If you don’t want to seem dishonest, stop using period at the end of your texts. A new study published by researchers at Binghamton University says that people who are ending their texts messages with a period are more likely to seem insincere than those who are not using any punctuation at the end of their messages.
Celia Klin, associated professor of psychology at Binghamton University, together with a team of scientists conducted a study on 126 Binghamton undergraduate volunteers. The subjects have been asked to read more texts messages and handwritten notes.
All the writings were invitations to different places or events, ending with a question. Their affirmative responses were either ending with a period, either without punctuation. Volunteers were asked to rate the answers considering which ones they believed were honest.
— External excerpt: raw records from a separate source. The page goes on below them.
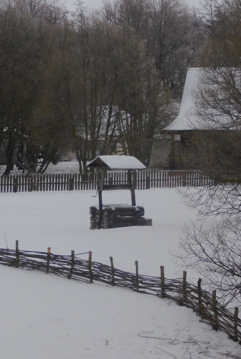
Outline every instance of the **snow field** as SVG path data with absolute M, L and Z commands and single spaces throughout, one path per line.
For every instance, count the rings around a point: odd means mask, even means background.
M 140 274 L 159 275 L 162 265 L 167 278 L 180 276 L 185 269 L 176 267 L 168 249 L 177 246 L 184 222 L 195 214 L 174 189 L 136 191 L 137 204 L 153 218 L 153 227 L 91 231 L 89 207 L 97 202 L 95 194 L 1 194 L 0 247 L 14 248 L 17 239 L 20 250 L 91 251 L 93 260 L 109 264 L 112 256 L 123 270 L 134 272 L 138 260 Z M 129 191 L 103 194 L 104 202 L 130 200 Z M 225 333 L 167 299 L 34 271 L 0 270 L 2 359 L 241 358 L 240 346 Z M 188 271 L 187 276 L 190 281 L 199 274 Z

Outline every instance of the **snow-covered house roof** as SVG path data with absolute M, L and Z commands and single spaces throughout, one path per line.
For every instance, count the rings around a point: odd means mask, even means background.
M 199 127 L 198 119 L 193 113 L 195 107 L 193 92 L 199 83 L 201 68 L 188 69 L 187 73 L 182 101 L 177 117 L 164 129 L 170 131 L 192 130 Z
M 235 80 L 238 84 L 240 81 L 241 74 L 238 69 L 233 69 L 235 75 Z M 219 70 L 223 74 L 226 72 L 227 77 L 228 75 L 228 69 L 220 69 Z M 220 130 L 226 129 L 235 129 L 236 127 L 235 120 L 234 121 L 231 116 L 224 114 L 218 108 L 209 108 L 205 109 L 207 116 L 199 117 L 198 112 L 202 112 L 201 103 L 198 104 L 199 97 L 199 93 L 202 91 L 207 95 L 209 89 L 214 92 L 220 97 L 221 100 L 227 94 L 223 94 L 222 89 L 220 89 L 218 81 L 211 80 L 209 81 L 206 73 L 208 73 L 211 78 L 220 79 L 221 83 L 222 77 L 220 77 L 219 70 L 204 68 L 193 67 L 188 69 L 187 73 L 184 88 L 179 112 L 177 117 L 164 129 L 168 131 L 185 131 L 190 130 Z M 224 76 L 225 77 L 225 76 Z M 197 103 L 198 104 L 197 104 Z M 231 113 L 233 113 L 231 103 Z M 198 108 L 198 106 L 200 107 Z M 198 111 L 197 111 L 197 110 Z M 205 120 L 204 120 L 205 118 Z M 236 129 L 236 128 L 235 129 Z
M 132 156 L 112 155 L 99 156 L 90 162 L 86 167 L 95 167 L 107 169 L 145 169 L 146 167 Z

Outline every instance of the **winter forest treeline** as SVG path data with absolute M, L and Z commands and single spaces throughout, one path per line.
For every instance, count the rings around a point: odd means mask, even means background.
M 148 165 L 188 67 L 232 65 L 223 44 L 235 45 L 240 2 L 206 0 L 197 10 L 177 0 L 114 0 L 71 13 L 51 0 L 1 0 L 5 174 L 16 149 L 25 173 L 69 151 L 81 172 L 100 151 L 118 149 Z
The results of the experiment show that answers ended with a period were mostly rated as being insincere than those without any punctuation. However, this was only the case for the text messages, and not for the handwritten notes, on which no significant difference has been found.
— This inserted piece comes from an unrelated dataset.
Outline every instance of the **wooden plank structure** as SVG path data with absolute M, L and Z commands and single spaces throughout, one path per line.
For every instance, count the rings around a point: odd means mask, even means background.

Celia Klin claims that the results of the study indicate that the perceived meaning of the text is influenced by the punctuation. Details regarding social situation and context were missing from the texts read by volunteers so they have been assessed as more or less sincere based on the presence or absence of the period.
Researchers believe that the punctuation is a mechanism used by texters to replace the social cues used in real face to face conversations. Since when texting you cannot make use of non-verbal communication like the tone of voice, pauses, facial expressions and so on, when texting, people replace this indicators with deliberate misspellings, emoticons and – as shown by this study – punctuation.
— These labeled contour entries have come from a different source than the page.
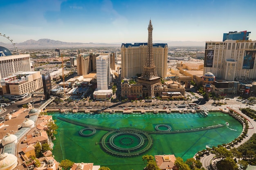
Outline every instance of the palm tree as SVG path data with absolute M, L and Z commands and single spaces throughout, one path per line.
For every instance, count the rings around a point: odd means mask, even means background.
M 86 100 L 86 99 L 85 99 L 85 98 L 83 98 L 83 100 L 82 100 L 82 101 L 83 101 L 83 105 L 84 105 L 84 102 Z
M 189 98 L 189 97 L 188 97 L 186 99 L 186 101 L 187 101 L 188 102 L 188 104 L 189 104 L 189 100 L 190 99 L 190 98 Z
M 132 104 L 132 104 L 133 103 L 133 102 L 134 102 L 134 100 L 131 100 L 131 104 Z
M 214 96 L 213 97 L 213 103 L 215 103 L 215 101 L 216 101 L 216 100 L 217 100 L 217 98 L 216 98 L 216 97 Z
M 219 98 L 217 98 L 217 100 L 218 101 L 218 105 L 219 105 L 219 103 L 220 102 L 220 99 Z
M 173 104 L 173 100 L 174 100 L 174 99 L 172 97 L 171 97 L 170 99 L 171 99 L 171 101 L 172 102 L 172 104 Z
M 225 98 L 224 96 L 220 96 L 220 99 L 221 99 L 221 102 L 223 103 L 223 99 Z
M 91 105 L 91 102 L 92 102 L 92 100 L 88 100 L 88 102 L 89 102 L 89 106 Z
Other study conducted by Professor Klin has shown that the exclamation mark does exactly the opposite as the period, making the user seem more honest.
Since punctuation is used to convey emotions, Klin argue that it is natural for people to adapt as the practice of texting evolves and find new mechanism to communicate and understand the non-verbal information they can find in their text messages.
The study conducted by Prof. Klin has been published in the journal Computers in Human Behavior on November 22.